Subject: Rule Filing No. S-7-24-15; Leveraged Investment Vehicles
From: Doug Engmann
Affiliation: Sage Brokerage Holdings

Mar. 28, 2020



Secretary-
Securities and Exchange Commission
Washington, DC

Sage Brokerage Holdings is pleased to comment on the proposed rule filing regarding the proposed new sales practice rules of customers trading "leveraged/inverse investment vehicles". We applaud the Commission recognition that trading these products requires a higher level of sophistication and understanding of derivatives and leverage. However, we would like to propose an approach to customer due diligence that builds on existing FINRA rules requiring diligence of customers trading derivatives, rather that requiring a totally new infrastructure within existing firms.

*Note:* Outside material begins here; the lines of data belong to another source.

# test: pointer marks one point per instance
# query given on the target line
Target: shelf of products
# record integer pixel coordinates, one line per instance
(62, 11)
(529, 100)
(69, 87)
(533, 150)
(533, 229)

Sage Brokerage Holdings is the parent of SageTrader LLC, an Introducing broker that services very active equity and options traders, most of whom qualify for portfolio margin. SageTrader LLC qualifies each trader for portfolio margin along with the clearing firm that the trader is introduced to.

Please note that the principals and many of the staff at SageTrader were principals at FIMAT Preferred in 2005 when we pioneered the introduction of portfolio margin for our customers from 2005-2007 under the SEC Pilot program. We have now had 15 years of history with experiences of customers trading both equities and options with the leverage granted by portfolio margin, as well as the broker-dealers' experience in managing risk and margin for those customers.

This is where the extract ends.